I found myself telling a friend I met in Hong Kong that the greatest lesson you’ll learn from your time abroad will reveal itself not necessarily when you go back home, but when you begin to fill those precious memories with new ones. In my case, after five months since coming back home I was lucky enough to be offered a consultancy project in a local company. Like everything new, it was an adjustment to get back to that 8 – 5 routine in my old-new city. But thankfully, my current job allows for flexibility in the way I do my work. I also have nice coworkers who, beyond our jobs, teach me new things about life simply by sharing about themselves.
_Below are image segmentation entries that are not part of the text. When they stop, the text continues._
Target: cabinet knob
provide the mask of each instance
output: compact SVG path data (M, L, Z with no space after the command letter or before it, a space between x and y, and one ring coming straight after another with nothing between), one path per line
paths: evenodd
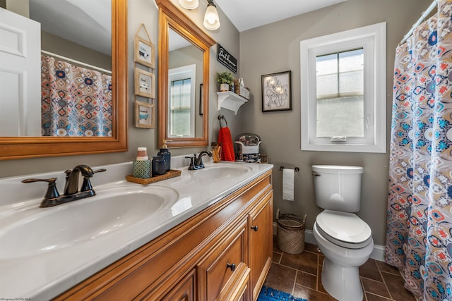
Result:
M231 269L231 271L235 271L235 264L230 264L229 262L227 263L227 267L230 268Z

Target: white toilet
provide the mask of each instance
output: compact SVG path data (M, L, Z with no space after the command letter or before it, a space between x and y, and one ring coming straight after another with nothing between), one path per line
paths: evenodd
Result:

It is too early to tell if my current job is something I want to pursue long term, but simply establishing a routine back home by committing to a job helped me transition from living abroad to moving back home. Apart from the support of family and friends here and abroad, I have made a conscious effort to get in touch with my uncle who does informal career counseling, and occasionally see a professional counselor to help me stay focused on my goals.Those two years in Hong Kong are filled with such wonderful memories that even the most unpleasant ones now bring a smile to my face. Those two years portrayed everything a 20-something reads and watches online about what it’s like to live abroad – the friends you meet from all over the world, the travel adventures you have, the parties, the crushes, the local culture, the sights, sounds, smells and spirit of a city who’s pulse and energy becomes your own. In many ways the lives of 20-somethings abroad are very similar. It’s a new and exciting stage where you feel and experience the same things wherever you are in the world, but it’s how those experiences change you that makes the difference.
It has been eight months since I moved back home. In between then and now, the answer to the greatest lesson I learned from living abroad was achieving the reason of why I left home in the first place – to discover who I was outside what defined me back home. In Hong Kong, a dynamic and international city where anything and everything was possible, I found the strength to stay true to what I valued, I realized how much I wanted to spend more time with my parents who are getting older, I realized the worth of my relationship, and I finally understood what it meant to invest and sacrifice for the future versus simply frolicking in the present.
My quarter-life crisis was set in the backdrop of transitioning from living abroad to moving back home. It was during this time when life unexpectedly sat me down and engaged me in year long dialogue – it asked me if what I was doing with my time was in line with who I wanted to be, it forced me to move on from romanticizing the past, pinpoint and be grounded in my values and begin my vision for the future. My uncle wisely put that instead of escaping reality by moving countries or daydreaming life away, it was about time I created and built the reality I wanted, right where I am and right now.
I have come a long way since packing my life into two suitcases back in 2011. It is now 2014, and I am now 26. At this point, I feel more at peace with my decision to move back home. From here, at least for now, I will continue to build my skills as I plan for what is next. Nothing is certain (will anything ever be?) but the wheels of life are in motion, and I am driving towards a vision that is slowly materializing in the distance.